Back to Erika and the whole group

Erika: We have a question in from Rachel, and she’s a sixth grader. And she wants to know how long will you be in space?

Lance on screen

Lance: I will be in space, right now, a total of ten days. It takes two days to get to the Station, and then I will be there for about eight days. And it takes a couple hours to get back.

Back to Erika and the whole group

Erika: What are some of the things that you’re going to be doing, or at least the crew members where you’re assisting them?

Lance on screen

Lance: Well, like I said, a lot of videoing, a lot of photography. I’m doing some environmental studies of the Mississippi Delta, and a lot of educational programs up there with the ham radio, with also a video. I will be assisting Frank Davin from Belgium with a lot of his medical experiments, so I’m going to be basically a test subject for a lot of things, hooking up my heart to things and testing out my heart, my blood, saliva. There’s a saliva study. So there’s all kinds of things that I'll be helping out with.
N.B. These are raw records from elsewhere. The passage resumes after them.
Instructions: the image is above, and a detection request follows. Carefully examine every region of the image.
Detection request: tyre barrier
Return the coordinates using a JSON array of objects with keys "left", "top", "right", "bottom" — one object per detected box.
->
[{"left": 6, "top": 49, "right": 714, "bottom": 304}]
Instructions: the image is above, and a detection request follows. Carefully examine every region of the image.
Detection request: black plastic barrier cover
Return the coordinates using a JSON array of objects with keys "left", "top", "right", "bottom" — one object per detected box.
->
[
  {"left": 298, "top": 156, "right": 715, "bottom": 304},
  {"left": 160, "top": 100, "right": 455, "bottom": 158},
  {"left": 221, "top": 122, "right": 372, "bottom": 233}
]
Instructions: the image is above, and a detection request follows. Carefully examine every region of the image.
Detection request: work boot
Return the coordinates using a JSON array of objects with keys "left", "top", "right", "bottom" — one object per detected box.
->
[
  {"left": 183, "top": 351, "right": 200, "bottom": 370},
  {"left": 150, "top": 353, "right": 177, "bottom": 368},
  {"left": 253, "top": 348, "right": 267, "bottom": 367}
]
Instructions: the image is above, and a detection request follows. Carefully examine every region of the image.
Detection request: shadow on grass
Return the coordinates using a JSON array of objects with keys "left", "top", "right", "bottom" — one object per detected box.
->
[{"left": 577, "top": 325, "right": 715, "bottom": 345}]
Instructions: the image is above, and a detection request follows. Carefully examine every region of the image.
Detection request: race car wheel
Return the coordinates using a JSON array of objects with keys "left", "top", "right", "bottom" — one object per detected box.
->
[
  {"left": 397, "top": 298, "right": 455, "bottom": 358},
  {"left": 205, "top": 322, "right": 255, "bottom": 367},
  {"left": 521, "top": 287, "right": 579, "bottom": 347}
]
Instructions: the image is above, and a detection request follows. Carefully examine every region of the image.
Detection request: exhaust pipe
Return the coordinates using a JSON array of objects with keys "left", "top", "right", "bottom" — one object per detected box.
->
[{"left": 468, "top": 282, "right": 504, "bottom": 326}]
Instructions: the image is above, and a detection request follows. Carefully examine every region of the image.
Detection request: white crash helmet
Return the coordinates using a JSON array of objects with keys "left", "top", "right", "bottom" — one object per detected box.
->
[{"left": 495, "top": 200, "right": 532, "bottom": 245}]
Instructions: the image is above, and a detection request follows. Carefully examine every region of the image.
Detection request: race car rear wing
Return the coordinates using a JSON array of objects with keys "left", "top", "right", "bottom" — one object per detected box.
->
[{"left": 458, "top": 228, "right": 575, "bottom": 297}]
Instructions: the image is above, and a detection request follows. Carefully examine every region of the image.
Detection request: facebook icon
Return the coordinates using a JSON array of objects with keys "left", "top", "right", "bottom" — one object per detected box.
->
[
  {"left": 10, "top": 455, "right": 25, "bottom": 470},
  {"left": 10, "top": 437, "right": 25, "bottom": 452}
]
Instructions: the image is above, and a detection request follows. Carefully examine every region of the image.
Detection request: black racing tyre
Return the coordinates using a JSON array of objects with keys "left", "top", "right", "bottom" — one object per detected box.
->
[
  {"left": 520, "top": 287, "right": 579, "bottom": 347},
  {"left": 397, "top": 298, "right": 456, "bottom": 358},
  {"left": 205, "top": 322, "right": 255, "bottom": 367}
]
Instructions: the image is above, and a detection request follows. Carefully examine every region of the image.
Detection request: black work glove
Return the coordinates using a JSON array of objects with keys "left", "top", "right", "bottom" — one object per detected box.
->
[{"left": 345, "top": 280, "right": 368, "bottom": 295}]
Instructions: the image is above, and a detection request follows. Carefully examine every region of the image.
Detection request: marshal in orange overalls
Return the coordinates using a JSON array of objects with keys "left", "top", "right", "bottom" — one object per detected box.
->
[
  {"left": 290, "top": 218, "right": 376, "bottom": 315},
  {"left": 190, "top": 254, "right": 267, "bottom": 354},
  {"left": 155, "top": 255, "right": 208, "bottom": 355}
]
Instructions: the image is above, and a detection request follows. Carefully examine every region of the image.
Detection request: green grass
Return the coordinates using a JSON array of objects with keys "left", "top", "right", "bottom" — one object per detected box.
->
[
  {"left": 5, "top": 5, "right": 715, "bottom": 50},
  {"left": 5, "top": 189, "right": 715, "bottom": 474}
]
Screen shows picture of Lance’s crew

There’s my crew, right there.

Back to Erika and the whole group

Erika: And we recently — absolutely. We recently — we know that part of your training here in Houston was on the KC135. Now I’m saying "the KC135," and a lot of students out there, what is that all about? Can you explain to us what the KC135 is and what it does, and why were you on it.

Lance on screen

Lance: We call it the parabolic flight.

Wendy: We actually call it the "Vomit Comet."

[OVERLAPPING CONVERSATION]

Lance: It’s a training tool for — to experience Zero-G.

Screen shows video clip of a plane take-off and astronauts flying around in the shuttle

It’s a plane. It’s all gutted out, and you can fit sometimes it’s like 30 people inside. And you sit there and you go up. You experience Zero-G for about 20 to 30 seconds each parabola. I got to do 10 last week. And it was part of my training because I had to don on my space suit, take it off, learn how to travel around Zero-G and feel exactly how much pressure I need to push off a wall.

I think it’s a great experience just to get a feel of what it’s going to be like. But I think, also, once you’re up in space and experiencing total Zero-G, it’ll be a little different and you’ll learn a lot in a good five minutes than you’ve learned in hours of parabolic flight.

Back to Erika and the whole group

Erika: Wendy kind of mentioned that we affectionately call the KC135 "the Vomit Comet" because they have a tendency to not feel so good.

Wendy on screen

Wendy: That’s right. You have a tendency to not feel so good in experiencing this 25 to 30 seconds of weightlessness, and then it is a parabola so it means you push up over the top like you would have on a roller coaster, and you’re weightless at that point. And then at the bottom when they pull out is when you start feeling several times the force of gravity.

And so that transition can make people not feel very good, just like you would feel on a very long roller coaster ride. And some of the same symptoms happen to astronauts in their first day in space during that transition from gravity up until weightlessness. At times we tend not to feel good. So that’s also a good preparation for you to understand what your symptoms may be.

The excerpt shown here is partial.